Abstract

Controlling Immigration: A Comparative Perspective, edited by James Hollifield, Philip Martin, Pia Orrenius, and François Héran, is a remarkable resource for readers seeking to understand the politics of immigration in contemporary, rich, liberal democracies. This fourth edition of an anthology first published in 1994 has been fully updated since the 2014 edition and now includes studies of New Zealand, Greece, and Turkey, as well as chapters rewritten by new authors. Its 40 contributors would fill an international Rolodex of leading scholars in political science, demography, political sociology, and labor economics.
Three chapters treat “nations of immigrants”—settler colonial societies in which modern mass immigration is celebrated in the dominant political culture. The quintessential cases are the United States, Canada, Australia, and New Zealand. “Countries of immigration” that have high levels of contemporary immigration, but which do not define themselves as foundationally immigrant, include France, the United Kingdom, Germany, the Netherlands, Switzerland, and Scandinavian countries. “Latecomers to immigration” have only received large numbers of immigrants since the 1980s. The chapters under this heading discuss Italy, Spain, Greece, and Turkey, and Japan and South Korea. The European Union is wisely treated as a sui generis category and is the subject of its own chapter.
Each chapter has one or two commentaries, which vary in the extent to which they offer additional reflections on a case or sharply rebut the analysis in the preceding chapter. The inclusion of these critical commentaries is a hallmark of all four editions of the book and a model worthy of emulation in other anthologies. They clarify theoretical debates in a way that would make the text especially useful at the graduate level.
The 51-page introduction lays out the key theoretical concepts and offers a meaty overview. The formally enumerated explanations for immigration policies include four key factors of security, culture and ideology, economic interests, and rights. In practice, many of the chapters emphasize demographic factors as well. For purposes of course adoption, the introduction would pair nicely with any of the empirical chapters.
The main argument is that there is a “liberal paradox” that prevents liberal states from admitting fewer immigrants and more strictly controlling unauthorized migration, which is what most of the public prefers, according to surveys. As co-editor James Hollifield elaborates, “Economic pressures encourage governments to be open to migration, while political, legal, and security concerns argue for closure and control” (p. 3).
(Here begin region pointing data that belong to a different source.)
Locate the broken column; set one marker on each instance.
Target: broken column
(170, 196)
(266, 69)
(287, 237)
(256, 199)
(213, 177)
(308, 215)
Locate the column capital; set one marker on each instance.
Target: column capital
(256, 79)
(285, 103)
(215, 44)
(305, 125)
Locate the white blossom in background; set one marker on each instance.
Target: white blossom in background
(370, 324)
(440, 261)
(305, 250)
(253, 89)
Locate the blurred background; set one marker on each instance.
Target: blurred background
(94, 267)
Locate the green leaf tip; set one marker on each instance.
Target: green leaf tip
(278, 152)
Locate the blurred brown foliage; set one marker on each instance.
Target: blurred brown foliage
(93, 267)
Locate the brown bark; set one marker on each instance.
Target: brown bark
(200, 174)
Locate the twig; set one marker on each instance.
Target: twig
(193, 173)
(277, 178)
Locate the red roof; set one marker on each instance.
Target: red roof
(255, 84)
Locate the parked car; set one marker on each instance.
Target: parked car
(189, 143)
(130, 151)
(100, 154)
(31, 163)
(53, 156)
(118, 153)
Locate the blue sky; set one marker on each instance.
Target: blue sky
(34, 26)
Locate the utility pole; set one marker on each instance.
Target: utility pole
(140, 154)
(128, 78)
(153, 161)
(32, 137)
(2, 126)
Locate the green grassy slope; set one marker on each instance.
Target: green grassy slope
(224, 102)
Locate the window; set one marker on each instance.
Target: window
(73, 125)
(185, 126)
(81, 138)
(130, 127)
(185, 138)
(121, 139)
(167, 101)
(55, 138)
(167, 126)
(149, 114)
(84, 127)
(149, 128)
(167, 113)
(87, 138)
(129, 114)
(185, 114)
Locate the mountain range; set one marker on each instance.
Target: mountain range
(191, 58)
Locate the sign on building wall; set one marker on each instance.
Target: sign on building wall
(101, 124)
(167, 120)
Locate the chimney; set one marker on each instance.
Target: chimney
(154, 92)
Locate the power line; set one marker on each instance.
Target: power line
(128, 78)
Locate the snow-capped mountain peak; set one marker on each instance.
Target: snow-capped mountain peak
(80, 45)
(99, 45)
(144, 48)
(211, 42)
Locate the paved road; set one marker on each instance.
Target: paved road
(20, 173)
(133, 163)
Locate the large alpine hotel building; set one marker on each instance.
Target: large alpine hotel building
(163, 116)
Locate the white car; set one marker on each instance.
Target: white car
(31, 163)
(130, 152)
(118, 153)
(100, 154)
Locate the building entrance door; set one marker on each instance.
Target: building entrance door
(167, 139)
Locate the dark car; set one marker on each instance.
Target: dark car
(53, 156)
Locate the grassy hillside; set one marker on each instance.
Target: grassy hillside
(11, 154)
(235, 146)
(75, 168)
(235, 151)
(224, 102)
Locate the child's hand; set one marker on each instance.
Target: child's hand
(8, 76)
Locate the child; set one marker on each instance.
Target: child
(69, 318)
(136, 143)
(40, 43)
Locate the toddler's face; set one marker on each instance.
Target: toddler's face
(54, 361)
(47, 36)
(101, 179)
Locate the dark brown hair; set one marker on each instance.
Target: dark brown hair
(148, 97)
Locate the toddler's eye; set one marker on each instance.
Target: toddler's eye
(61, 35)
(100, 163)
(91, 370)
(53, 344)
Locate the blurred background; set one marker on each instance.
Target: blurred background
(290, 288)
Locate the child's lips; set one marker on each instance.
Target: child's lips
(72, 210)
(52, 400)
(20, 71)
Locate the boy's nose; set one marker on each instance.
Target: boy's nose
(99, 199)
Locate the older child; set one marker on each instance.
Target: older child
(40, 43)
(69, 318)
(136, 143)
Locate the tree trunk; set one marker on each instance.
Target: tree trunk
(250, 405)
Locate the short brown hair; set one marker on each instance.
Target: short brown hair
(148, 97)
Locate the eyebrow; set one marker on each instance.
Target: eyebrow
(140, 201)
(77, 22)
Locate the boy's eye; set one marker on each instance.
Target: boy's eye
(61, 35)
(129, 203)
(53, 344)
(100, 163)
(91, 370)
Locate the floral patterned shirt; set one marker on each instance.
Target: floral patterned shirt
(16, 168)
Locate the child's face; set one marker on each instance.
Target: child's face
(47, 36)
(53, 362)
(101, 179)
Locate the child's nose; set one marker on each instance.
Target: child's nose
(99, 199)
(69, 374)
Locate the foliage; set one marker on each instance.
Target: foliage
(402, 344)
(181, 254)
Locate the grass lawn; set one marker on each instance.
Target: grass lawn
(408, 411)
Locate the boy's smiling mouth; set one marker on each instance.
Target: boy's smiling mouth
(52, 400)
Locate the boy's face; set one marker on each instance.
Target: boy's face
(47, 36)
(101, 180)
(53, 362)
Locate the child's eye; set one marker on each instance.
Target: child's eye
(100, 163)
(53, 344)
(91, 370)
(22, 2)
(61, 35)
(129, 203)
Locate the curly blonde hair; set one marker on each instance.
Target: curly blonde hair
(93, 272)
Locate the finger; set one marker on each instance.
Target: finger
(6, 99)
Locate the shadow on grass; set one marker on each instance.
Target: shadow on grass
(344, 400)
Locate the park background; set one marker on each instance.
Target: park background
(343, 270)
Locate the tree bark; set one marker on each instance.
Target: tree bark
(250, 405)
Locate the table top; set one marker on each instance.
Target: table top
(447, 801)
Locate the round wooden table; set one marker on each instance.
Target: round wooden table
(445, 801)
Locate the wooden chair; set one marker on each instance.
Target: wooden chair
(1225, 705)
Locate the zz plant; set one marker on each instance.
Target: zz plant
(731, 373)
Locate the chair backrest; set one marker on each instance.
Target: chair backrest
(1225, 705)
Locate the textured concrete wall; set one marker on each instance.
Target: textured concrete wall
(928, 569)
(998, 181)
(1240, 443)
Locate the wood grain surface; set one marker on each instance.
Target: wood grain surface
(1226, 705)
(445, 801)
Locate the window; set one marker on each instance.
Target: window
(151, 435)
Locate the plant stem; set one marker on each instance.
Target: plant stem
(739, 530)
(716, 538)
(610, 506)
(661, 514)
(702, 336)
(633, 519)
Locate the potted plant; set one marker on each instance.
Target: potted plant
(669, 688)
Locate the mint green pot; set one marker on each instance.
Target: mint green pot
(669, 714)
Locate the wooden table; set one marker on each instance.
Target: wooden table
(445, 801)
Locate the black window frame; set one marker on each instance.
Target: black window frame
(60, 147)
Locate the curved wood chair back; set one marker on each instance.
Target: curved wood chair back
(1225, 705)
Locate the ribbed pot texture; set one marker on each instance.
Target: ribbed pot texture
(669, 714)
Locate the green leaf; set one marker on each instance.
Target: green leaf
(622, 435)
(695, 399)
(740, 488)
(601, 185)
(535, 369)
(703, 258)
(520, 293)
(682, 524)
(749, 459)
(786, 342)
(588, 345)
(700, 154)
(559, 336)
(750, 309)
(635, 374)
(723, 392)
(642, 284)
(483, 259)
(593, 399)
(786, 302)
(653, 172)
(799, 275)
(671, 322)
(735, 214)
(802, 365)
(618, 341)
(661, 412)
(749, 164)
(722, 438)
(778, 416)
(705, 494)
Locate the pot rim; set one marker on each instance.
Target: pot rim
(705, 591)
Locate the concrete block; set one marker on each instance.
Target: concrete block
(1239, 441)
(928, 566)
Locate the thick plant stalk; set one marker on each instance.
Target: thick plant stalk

On the other hand, rights-based laws and independent judiciaries at the national, supranational, and international levels constrain state efforts at closure in many contexts.
The “gap hypothesis” that has been the hallmark of Controlling Immigration since its first edition states that “the gap between the goals or outputs of immigration policy (laws, regulations, executive actions, and court rulings) and the results or outcomes of those policies in terms of unauthorized and unwanted migration is growing wider” (p. 3). The book states that the United States, with its large unauthorized immigrant population, is the leading example of the gap. Canada is a deviant case of a country with a relatively small gap that can be explained by its unusually friendly orientation toward immigration. This positive approach is explained by its sheltered geographic location, political institutions that encourage controlling immigration quietly through regulations, and a voting system that makes it risky for any party to alienate urban concentrations of immigrant constituents in single-member districts.
As Christian Joppke’s commentary points out, however, the gap between the stated intent of a policy and its implementation and outcomes is universal across domains. And it is difficult to establish that there is a gap between the actual intent of policymakers and outcomes once it is recognized that polices are usually negotiated bargains among many competing actors with different intentions.
The “convergence hypothesis” is that OECD member states are becoming more similar in their policies and public reactions. In my reading, there is more evidence of the convergence hypothesis than the gap hypothesis. Temporality is baked into the tripartite division of types of states. The examples of the latecomers are important for establishing the convergence thesis, in that older nations of immigrants and latecomers develop similar policies.
All the countries in the book are high-income democracies, except for upper-middle income and increasingly autocratic Turkey. The “comparative perspective” in the subtitle of Controlling Immigration does not include the countries that have the highest relative levels of foreign residents and extremely high levels of control over immigration, such as several of the Gulf Cooperation Council countries. The scope conditions of the anthology are extraordinarily ambitious, but it is also important to recognize how case selection shapes the analysis. There is relatively little variation across the contemporary cases in their degree of wealth or liberalism, two factors that are causal drivers of the “liberal paradox.” This censoring makes it difficult to assess the relationship between liberalism and migration control politics and policies. There is some variation over time in transitioning to liberal democracy, a characteristic that is skillfully exploited by Erin Chung in her chapter on Japan and South Korea.
It is little wonder that parsimony eludes an effort to explain why, how, and with what consequences rich liberal democracies attempt to control immigration. This monumental work remains one of the best starting points to try to answer those vexing questions and to expand them to an even wider range of cases.